「医療は病を治し、信仰は心を治す」という理念を実践することで、その昔、台湾を訪れた宣教師たちは大きな成果を収めた。台湾北部におけるジョージ・マカイ、中部のデビッド・ランズブロー、南部のジェームス・マクスウェル、彼らはそれぞれマカイ病院、彰化キリスト教病院、新楼病院を設立し、天におけるキリストの永遠の生を伝える一方で、この世に生きる多くの人々に治療を施した。

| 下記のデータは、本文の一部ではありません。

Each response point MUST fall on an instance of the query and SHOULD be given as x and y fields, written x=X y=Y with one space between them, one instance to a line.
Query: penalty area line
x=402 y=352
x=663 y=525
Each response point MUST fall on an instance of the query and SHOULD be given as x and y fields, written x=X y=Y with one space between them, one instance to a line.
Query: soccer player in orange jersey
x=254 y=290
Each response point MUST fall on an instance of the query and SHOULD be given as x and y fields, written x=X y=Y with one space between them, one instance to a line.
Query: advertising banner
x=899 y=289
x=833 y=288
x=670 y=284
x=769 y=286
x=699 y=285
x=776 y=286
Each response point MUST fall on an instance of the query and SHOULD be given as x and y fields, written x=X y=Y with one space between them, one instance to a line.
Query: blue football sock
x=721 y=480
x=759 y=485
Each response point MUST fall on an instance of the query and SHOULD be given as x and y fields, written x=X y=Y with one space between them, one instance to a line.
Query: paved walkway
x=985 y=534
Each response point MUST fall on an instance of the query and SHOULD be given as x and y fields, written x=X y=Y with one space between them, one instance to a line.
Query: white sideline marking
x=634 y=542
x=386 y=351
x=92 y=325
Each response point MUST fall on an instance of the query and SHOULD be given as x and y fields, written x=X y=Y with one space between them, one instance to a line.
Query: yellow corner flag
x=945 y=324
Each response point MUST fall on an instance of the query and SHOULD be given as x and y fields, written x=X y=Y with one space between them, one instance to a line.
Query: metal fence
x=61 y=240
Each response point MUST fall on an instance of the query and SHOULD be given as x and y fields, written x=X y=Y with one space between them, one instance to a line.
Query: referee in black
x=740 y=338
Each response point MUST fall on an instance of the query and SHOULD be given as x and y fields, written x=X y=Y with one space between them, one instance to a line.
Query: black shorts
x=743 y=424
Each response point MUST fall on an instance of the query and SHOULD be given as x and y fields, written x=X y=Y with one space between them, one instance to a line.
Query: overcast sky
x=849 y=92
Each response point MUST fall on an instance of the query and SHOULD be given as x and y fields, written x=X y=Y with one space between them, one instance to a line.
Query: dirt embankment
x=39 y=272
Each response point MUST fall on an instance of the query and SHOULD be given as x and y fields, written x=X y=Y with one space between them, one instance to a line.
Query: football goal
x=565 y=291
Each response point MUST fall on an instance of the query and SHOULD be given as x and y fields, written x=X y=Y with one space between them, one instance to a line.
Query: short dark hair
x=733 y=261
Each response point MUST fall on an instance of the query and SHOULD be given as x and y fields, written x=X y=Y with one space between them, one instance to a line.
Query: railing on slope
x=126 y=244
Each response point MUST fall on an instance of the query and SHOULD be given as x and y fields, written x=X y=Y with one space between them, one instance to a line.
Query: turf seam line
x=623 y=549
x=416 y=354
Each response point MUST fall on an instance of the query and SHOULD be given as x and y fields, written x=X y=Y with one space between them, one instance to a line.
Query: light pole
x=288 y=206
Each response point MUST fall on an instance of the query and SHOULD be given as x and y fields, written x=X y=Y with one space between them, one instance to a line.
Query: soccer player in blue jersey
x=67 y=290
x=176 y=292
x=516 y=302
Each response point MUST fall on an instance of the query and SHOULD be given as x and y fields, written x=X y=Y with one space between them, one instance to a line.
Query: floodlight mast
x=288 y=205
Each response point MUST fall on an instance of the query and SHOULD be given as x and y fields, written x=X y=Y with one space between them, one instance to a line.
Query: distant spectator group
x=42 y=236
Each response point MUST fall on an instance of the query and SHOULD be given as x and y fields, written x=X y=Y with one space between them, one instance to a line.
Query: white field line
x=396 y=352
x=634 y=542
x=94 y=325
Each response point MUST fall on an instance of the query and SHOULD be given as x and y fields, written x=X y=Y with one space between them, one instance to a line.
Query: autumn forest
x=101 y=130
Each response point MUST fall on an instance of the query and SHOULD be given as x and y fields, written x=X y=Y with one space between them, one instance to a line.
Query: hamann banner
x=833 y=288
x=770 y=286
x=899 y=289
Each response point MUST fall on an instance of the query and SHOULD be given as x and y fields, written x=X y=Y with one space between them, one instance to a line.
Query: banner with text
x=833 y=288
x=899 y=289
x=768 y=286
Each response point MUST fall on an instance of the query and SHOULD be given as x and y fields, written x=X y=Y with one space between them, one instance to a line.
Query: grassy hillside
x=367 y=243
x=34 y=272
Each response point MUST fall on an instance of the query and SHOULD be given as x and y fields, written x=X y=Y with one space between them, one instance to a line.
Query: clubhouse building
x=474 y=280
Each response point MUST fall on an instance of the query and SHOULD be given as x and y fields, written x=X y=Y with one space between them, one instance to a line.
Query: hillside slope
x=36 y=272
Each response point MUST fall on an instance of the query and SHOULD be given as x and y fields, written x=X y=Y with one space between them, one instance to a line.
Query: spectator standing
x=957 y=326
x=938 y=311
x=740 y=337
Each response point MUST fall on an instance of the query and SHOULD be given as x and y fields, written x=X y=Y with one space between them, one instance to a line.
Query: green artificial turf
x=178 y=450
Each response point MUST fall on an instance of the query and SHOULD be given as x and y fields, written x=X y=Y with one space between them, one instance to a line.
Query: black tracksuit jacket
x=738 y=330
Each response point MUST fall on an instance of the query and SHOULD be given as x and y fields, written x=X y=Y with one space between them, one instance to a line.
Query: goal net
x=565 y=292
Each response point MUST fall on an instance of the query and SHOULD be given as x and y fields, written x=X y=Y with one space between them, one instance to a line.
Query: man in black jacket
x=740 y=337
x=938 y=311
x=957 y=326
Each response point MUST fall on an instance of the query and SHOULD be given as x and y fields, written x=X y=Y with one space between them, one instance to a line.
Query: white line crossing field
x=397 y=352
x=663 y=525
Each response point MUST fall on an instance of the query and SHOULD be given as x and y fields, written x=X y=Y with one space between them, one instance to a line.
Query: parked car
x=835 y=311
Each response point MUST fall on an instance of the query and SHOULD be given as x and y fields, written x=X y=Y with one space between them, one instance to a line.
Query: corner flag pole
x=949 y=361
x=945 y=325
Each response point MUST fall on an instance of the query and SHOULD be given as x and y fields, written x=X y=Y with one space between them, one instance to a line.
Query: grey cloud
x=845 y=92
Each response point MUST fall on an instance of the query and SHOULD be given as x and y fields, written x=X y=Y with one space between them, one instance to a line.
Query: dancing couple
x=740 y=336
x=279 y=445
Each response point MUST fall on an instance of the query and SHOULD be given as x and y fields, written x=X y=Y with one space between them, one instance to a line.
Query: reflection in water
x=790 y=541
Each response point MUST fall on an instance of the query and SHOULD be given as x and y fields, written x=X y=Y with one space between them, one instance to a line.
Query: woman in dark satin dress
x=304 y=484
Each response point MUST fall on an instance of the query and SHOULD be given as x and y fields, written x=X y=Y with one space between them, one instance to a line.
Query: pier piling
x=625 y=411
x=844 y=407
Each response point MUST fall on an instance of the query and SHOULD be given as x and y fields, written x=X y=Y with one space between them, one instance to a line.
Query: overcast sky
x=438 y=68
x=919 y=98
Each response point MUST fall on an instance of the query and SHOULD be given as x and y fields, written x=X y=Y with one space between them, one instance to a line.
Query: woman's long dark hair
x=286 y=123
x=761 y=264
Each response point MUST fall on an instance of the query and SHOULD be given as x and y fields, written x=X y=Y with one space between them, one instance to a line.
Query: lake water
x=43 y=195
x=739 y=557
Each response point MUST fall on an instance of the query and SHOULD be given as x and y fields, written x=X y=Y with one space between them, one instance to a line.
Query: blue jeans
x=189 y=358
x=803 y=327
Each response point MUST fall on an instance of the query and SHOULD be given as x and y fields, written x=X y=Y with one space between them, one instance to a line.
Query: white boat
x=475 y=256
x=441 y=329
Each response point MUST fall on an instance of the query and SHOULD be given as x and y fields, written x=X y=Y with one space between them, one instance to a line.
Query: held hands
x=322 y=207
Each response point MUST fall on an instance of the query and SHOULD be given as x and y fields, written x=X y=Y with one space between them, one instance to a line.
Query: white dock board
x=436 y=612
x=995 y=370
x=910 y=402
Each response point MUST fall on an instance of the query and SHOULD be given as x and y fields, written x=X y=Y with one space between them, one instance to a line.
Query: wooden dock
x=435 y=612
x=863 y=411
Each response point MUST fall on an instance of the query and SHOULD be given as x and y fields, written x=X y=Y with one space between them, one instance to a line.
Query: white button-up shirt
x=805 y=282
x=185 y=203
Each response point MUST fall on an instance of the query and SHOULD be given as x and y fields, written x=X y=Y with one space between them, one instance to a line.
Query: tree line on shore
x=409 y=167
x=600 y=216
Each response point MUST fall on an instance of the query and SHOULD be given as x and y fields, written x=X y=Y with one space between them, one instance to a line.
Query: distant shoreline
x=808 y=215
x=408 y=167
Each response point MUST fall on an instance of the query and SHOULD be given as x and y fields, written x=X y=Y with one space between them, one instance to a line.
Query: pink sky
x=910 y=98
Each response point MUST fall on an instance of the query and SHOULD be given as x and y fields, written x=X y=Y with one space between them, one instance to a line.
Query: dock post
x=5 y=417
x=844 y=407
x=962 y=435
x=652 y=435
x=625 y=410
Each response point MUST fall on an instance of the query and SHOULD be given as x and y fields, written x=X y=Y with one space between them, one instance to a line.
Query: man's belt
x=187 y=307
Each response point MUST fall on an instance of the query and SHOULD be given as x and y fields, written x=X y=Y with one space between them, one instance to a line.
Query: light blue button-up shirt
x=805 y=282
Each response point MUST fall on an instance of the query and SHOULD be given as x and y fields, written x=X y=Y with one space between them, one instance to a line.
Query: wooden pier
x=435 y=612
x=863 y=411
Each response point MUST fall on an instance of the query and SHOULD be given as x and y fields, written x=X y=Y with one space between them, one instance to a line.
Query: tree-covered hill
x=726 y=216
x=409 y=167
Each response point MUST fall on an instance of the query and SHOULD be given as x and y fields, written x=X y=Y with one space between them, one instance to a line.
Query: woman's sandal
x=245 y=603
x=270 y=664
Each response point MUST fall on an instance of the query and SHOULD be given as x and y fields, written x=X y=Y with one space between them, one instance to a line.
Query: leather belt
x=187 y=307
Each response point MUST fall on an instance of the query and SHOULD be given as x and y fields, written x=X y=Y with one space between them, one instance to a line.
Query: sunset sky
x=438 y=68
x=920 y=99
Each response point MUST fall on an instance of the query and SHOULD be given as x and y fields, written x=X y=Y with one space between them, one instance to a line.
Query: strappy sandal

マカイ、ランズブロー、マクスウェルの生涯は台湾と深く結びつき、台湾史において重要な役割を果たしてきた。先月号では、没後100年ということでマカイ博士の足跡を紹介したが、今月は、68年の歳月を台湾に捧げた父子、彰化キリスト教病院の創設者であるデビッド・ランズブロー父子(中国名はそれぞれ蘭大衛、蘭大弼)を紹介してみたい。
100年前の台湾は、ランズブロー医師の目にどのように映ったのだろう。父子はどうして、台湾に一生を捧げる道を選んだのだろう。
キリスト教宣教活動において、医療による伝道は重要視されてきた。イギリス長老教会でも、医療伝道は魂と肉体の両方を救うものとして、キリストの愛を広めるために行われてきた。
1865年、台湾を訪れた最初の宣教師、イギリス長老教会のマクスウェル医師も「医療伝道は、迷信や無知からなる砦を崩すのに、最良の武器である」と述べている。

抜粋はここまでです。